Road widening project concerns residents



Ruthie Jatho got a history lesson Monday.

The nature-lover and master gardener has been concerned about preserving green space along the Wrightsboro, Belair and Flowing Wells roads area for years. She and her husband have plans to one day build a botanical garden on their nearby 70-acre property.

Mrs. Jatho was among the nearly 200 people at a public information meeting Monday. Most were there to oppose the proposed widening of Wrightsboro Road.

"I hate to see every piece of land available developed," Mrs. Jatho said as she circulated among draft maps posted around the small cafeteria of Sue Reynolds Elementary School. "We need to protect it."

Mrs. Jatho learned about the history of several homes and structures along the road after listening to stories from nearby residents. For her it was one more reason to oppose the project.

"I'm sure we can all come to a decision that's not going to hurt anybody," she said, after submitting a comment card that suggested building an entirely new section of road.

State transportation officials, road designers and local representatives from the Department of Public Works were on hand to answer questions and address concerns about plans to widen the 2.6-mile stretch from two lanes to four, with raised medians and turn lanes as needed.
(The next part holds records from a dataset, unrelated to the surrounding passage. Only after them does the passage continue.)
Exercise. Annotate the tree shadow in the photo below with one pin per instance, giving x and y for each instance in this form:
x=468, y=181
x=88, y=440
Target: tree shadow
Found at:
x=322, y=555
The open-forum's main purpose was to dispel rumors that the widening project might harm the Flowing Wells spring, located less than 10 feet from the corridor. Although the widened road is designed to avoid the spring house, those who visit the continuously flowing spigot say more needs to be done.

"Richmond County needs to think about what that well means for this area," said Marian Mosley, who weekly makes the trip from her home on Walton Way Extension to the spring. "Instead of only looking at development, we need to start looking at the quality of life here."
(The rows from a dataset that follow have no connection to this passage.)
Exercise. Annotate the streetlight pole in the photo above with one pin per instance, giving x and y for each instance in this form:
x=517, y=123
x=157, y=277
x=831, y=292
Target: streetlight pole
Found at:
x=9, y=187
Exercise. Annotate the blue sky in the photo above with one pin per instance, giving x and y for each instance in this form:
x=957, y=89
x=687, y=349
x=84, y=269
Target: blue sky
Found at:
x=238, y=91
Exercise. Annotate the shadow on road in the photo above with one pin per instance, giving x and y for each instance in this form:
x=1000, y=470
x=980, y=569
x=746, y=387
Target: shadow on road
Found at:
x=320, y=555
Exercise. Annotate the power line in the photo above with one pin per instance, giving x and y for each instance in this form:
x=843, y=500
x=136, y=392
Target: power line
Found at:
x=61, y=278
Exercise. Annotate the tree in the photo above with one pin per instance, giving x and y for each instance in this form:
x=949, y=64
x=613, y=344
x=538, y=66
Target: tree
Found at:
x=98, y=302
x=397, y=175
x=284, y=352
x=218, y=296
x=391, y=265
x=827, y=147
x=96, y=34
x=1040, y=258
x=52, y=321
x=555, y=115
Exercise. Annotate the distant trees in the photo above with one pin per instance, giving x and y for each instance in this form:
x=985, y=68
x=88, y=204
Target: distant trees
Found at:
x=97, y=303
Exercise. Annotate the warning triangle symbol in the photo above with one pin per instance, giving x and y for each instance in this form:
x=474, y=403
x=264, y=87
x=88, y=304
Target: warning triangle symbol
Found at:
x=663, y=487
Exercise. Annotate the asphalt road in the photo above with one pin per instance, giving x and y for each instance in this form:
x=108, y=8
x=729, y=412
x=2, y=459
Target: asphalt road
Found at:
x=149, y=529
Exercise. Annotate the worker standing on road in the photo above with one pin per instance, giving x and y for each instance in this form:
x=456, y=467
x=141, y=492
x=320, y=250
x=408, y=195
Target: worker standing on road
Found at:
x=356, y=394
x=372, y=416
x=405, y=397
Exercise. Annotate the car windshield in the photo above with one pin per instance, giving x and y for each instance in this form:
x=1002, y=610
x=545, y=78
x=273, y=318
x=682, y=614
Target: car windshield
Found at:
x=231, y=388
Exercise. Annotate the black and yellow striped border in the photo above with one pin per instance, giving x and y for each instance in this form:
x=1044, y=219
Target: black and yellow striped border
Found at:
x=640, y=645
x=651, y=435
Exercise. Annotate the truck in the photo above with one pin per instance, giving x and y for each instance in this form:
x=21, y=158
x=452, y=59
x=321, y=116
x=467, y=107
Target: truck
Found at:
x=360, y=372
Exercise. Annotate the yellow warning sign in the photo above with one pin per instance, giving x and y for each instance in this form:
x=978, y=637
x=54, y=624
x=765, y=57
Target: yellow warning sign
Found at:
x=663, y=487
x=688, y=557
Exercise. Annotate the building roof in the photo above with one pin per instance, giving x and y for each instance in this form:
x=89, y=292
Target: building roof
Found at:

Many people supported suggestions that the well be provided with additional parking, picnic tables and sidewalks.

Others, like Ms. Jatho, said they believed the road project should be moved south hundreds of feet to avoid the more than 180 parcels of land that would be affected by the road improvements.

Business owners along the corridor were voicing an altogether different set of concerns, taking issue with raised medians planned throughout the widening.

"It's going to be detrimental to the property values along this road," said Walter Schmidt, owner of Schmidt's Gun Service and Repair shop at 3925 Wrightsboro Road. Access to driveways on the opposite side of the road would be limited because median breaks would occur only at intersections with traffic signals.

Comments about the project submitted in writing and recorded by a court reporter will be reviewed by state officials before the plan is approved late this summer.